The conundrum that presents itself is that Bitcoin – and indeed most cryptocurrency – mining is a highly energy-intensive process that for the most part utilises fossil fuels – and often the cheapest of them which are also often the dirtiest, to achieve economies of scale. 65 percent of Bitcoin mining happens in China, and since most of the country’s energy is coal-fired, mining results in extreme levels of GHG emissions.

The Cambridge Bitcoin Electricity Consumption Index reveals that the Bitcoin network uses as much energy in one year as the entire Argentina – up to 121 terawatt-hours of electricity. One report by CNBC states that Bitcoin mining accounts for about the same amount of carbon dioxide emissions from New Zealand – some 35.95 million tons of carbon dioxide emissions annually, and could surpass the carbon emissions outputs of the Czech Republic and Qatar if allowed at current energy usage levels.

Even more, a single transaction of Bitcoin is reported to have the same carbon footprint as 680,000 Visa transactions or 51,210 hours of watching YouTube. One paper from the Oak Ridge Institute in Ohio found that the amount of energy used to mine one dollar’s worth of Bitcoin is more than double the amount of energy used to mine one dollar’s worth of copper, gold and platinum.

Worse still, as the price of Bitcoin rises, the mathematical puzzles required to mine the coin get more difficult and since the computers will need more computing power to process the transactions, the energy required increases. One research by the Chinese Academy of Researchers revealed that “the energy usage by Bitcoin mining will soon exceed the energy consumption of Italy and Saudi Arabia if urgent action is not taken to rein them in.”

Dr Larisa Yarovaya, a lecturer and researcher in International Finance and Fintech at Southampton Business School, speaking to the Financial Times, said “cryptocurrency buyers should also take individual responsibility for their contribution [to carbon emissions].” And indeed if this responsibility is to be had, Nigeria will be bearing an astoundingly increasing level of responsibility for GHG emissions than it has previously accounted for, seeing as one report by the Sierra Club pointed out that Bitcoin alone has the potential to increase global warming past 2 degrees Celsius in three decades.

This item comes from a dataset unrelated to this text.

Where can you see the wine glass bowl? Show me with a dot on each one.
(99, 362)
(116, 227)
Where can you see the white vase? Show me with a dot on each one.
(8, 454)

With Nigeria’s success on the Bitcoin charts, its continued patronage is contributing to GHG emissions from Bitcoin mining, since without a burgeoning market, there can be no sales or mining at that. This means that by contributing vicariously to the rise in global emissions, the country may not be able to boast of “minimal contribution to the global GHG mix” anymore as the Nigerian government has argued in the past.

While there are moves to transition Bitcoin mining energy sources to renewable sources, especially with the recent call out of the coin by billionaire Elon Musk, it would appear that the international community is yet to realize the full extent of how much the coin is contributing to making carbon-backing economies out of developing countries like Nigeria.